Data analysis with Python part 1

You are currently viewing Data analysis with Python part 1
  • Post category:Python
  • Reading time:13 mins read

Introduction – Data analysis with Python

This post is the first part of the Python Data Analysis Guide.

I will start the guide with reservations: I do not like the idea of ​​data analysis with Python. Python is a programming language, it was not developed for data analysis and in my opinion this is the root cause of the problems in data analysis with python. In this brief introduction to the guide I will explain why I this this way:

In 1991, the Python language was born by a Dutch programmer named Guido van Rossum. The language was developed in a way that allows it to expand its basic capabilities by creating additional software packages.

In 2015, a new package called Pandas was released. Pandas added the ability to perform data analysis with Python.

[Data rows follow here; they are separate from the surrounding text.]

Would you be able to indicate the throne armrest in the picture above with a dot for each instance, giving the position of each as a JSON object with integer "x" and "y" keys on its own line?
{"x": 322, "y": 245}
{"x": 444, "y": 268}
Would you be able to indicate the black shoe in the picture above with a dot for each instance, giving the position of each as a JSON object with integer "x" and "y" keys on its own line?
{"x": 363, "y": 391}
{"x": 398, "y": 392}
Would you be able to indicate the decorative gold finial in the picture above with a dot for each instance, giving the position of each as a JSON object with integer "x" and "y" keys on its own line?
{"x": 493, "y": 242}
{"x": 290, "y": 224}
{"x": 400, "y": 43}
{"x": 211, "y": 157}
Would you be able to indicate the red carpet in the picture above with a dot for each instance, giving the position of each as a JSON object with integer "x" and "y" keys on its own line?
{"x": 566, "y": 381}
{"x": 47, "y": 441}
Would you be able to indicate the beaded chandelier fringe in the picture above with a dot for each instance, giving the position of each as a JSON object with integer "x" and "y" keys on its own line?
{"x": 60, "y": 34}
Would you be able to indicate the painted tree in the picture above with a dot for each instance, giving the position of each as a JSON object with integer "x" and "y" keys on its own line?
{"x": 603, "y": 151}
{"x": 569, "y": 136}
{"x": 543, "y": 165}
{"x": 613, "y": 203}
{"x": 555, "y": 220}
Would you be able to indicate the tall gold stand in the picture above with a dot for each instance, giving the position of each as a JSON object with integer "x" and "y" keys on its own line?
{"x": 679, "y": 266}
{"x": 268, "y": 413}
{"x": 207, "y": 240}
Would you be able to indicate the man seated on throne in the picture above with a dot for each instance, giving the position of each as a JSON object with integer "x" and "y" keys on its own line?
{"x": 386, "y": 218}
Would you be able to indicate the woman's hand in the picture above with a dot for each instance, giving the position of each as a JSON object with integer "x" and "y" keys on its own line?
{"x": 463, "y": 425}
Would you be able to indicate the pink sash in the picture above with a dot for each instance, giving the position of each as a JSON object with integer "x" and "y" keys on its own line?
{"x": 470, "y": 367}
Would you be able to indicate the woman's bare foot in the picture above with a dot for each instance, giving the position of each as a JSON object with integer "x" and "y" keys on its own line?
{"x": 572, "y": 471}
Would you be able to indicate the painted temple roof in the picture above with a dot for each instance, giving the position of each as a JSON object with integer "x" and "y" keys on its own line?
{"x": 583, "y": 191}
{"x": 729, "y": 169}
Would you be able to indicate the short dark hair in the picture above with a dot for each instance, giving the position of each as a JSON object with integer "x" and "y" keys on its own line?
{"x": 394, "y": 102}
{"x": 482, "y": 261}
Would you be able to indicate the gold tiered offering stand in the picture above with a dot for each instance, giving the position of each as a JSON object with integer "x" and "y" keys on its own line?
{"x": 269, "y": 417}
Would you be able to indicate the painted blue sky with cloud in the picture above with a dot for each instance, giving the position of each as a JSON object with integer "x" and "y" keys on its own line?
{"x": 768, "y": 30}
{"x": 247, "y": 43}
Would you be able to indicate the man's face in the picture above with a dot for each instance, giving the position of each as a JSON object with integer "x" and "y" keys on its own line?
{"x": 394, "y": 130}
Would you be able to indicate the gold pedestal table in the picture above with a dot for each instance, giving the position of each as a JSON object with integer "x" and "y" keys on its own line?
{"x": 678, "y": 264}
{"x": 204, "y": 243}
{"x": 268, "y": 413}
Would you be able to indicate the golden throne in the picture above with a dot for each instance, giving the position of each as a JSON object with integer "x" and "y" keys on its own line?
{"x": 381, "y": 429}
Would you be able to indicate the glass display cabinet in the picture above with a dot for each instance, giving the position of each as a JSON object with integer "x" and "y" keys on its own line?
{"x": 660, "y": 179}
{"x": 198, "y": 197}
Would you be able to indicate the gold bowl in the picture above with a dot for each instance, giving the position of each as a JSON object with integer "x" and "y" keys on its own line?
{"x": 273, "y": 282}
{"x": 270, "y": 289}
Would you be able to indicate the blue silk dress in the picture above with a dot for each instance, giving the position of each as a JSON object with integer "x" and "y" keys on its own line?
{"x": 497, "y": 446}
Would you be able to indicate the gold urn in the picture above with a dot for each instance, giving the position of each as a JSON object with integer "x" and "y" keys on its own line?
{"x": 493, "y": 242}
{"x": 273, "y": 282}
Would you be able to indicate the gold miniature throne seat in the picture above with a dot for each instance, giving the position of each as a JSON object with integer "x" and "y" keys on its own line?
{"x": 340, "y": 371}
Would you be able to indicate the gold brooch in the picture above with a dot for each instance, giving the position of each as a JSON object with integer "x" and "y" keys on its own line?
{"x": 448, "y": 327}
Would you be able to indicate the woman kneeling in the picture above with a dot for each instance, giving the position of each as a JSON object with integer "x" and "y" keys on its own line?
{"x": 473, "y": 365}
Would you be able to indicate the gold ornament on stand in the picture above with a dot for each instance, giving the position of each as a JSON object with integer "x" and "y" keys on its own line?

Despite all the new capabilities that Pandas added to the python framework, it is still an extension of a programming language that was not originally intended for data analysis. Therefore, in my opinion, data analysis in Python is not recommended because writing code in Python is a cumbersome process. Many hours of writing code are wasted on debugging and searching for their solution. Analysis that can be easily performed by SQL language may make long confusing code lines. In addition to these difficulties, you will also have to master annoying concepts such as indexes and variable types that do not always work together and may create confusion and mistakes.

The main advantages of creating analysis in the Python language are The ability to easily write functions that can perform the same operations on many tables and its ability to create statistical models and Machine learning algorithms. 

So despite my introduction, if you are still interested in learning to analyze data with Python language, or have been forced by the job market to work with this work environment, I have prepared a guide that can help you create some basic analysis with python.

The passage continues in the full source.